Theatre and community activism is central to his practice, as is creating access and experiences of the arts with and for underrepresented voices from within marginalised communities.

Finding voice is of particular importance to Jeremy, whose struggle to overcome the power of his father and HIV and AIDS, is woven into each performance via memoir, poetry, image, film, and music. He believes passionately in the creation of a cathartic and meaningful space for people to speak their truth and claim agency over themselves in the eyes of those who matter to them.

Jeremy’s current body of work is inspired by the political and philosophical beliefs of Nobel Prize winning playwright Harold Pinter and his inner circle – The Hackney Gang who included Jeremy’s late father Mick Goldstein and poet/actor Henry Woolf with whom he co-created the work. For sixty years The Hackney Gang maintained their belief in speaking truth to power, and remained firmly on the side of the occupied, the disempowered and their allies.  It is these people Jeremy invites to voice untold stories of loss, hope and resistance in performances which give poignant political expression to the lives of community participants whose contribution to the social fabric have shaped the world as we know it.

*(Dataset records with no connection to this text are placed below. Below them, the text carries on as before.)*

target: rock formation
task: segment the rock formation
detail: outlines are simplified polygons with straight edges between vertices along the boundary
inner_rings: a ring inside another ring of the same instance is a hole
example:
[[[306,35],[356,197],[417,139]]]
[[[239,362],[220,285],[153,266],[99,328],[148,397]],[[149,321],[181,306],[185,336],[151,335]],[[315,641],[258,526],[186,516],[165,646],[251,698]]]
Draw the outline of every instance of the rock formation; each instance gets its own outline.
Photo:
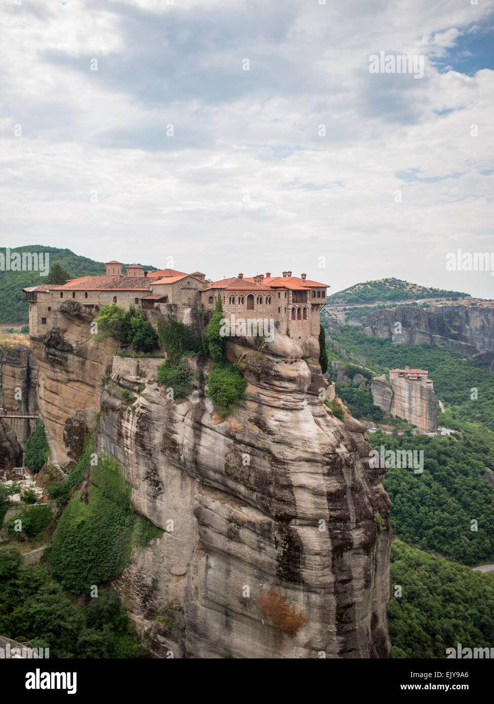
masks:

Internationally Jeremy’s work has toured to Lincoln Center New York (USA) National Theatre of Scotland, Royal Exchange Theatre Manchester, Soho Theatre and Conway Hall London (UK), Chutzpah! Festival (Canada), Singapore Repertory Theatre and National Libraries Singapore (Singapore), Adelaide Festival Centre, Brisbane Powerhouse and Riverside Theatres Parramatta (Australia) Queer Zagreb (Croatia) and Leeuwarden European Capital of Culture (The Netherlands).

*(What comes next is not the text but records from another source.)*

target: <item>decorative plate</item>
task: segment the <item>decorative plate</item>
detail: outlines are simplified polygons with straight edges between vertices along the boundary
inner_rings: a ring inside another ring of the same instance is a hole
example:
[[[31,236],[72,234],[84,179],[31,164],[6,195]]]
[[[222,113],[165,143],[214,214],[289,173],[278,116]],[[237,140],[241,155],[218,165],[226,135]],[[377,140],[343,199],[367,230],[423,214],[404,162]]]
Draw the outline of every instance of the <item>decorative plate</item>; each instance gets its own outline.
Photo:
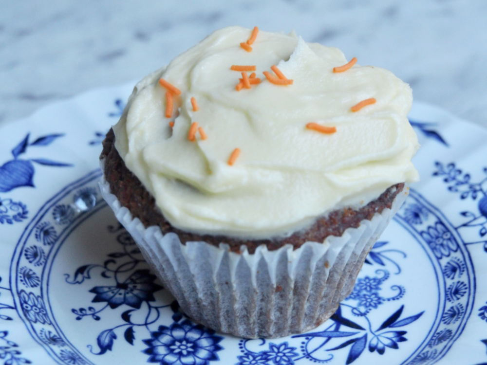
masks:
[[[309,332],[246,340],[185,317],[100,198],[131,90],[0,128],[0,364],[487,364],[487,130],[415,103],[422,180],[353,292]]]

In October 2025 his most ambitious project to date - a new edition of This Is Who I Am commissioned by British High Commission Pretoria at the world-famous Market Theatre and Windybrow Arts Centre in Johannesburg. Founded in 1976, Market Theatre is internationally renowned as South Africa’s “Theatre of Struggle”. This Is Who I Am will open UKwithSA Cultural Initiative as part of the G20 Cultural Ministers meeting and will be launched by the Minister of Arts, Culture and Sports, Minister Gayton McKenzie alongside a UK Minister.

Jeremy’s projects have won numerous theatre awards including BBC Audio Drama (2009), London Evening Standard (2010), London Cabaret (2012), H.Club/Time Out Performing Arts (2012) which named him among the 100 most important people in British Culture, Scotsman Fringe First (2009 and 2015), Adelaide Fringe (2016 and 2024), and the London OnComm OffWestEnd Theatre Award for Innovation (Finalist 2021).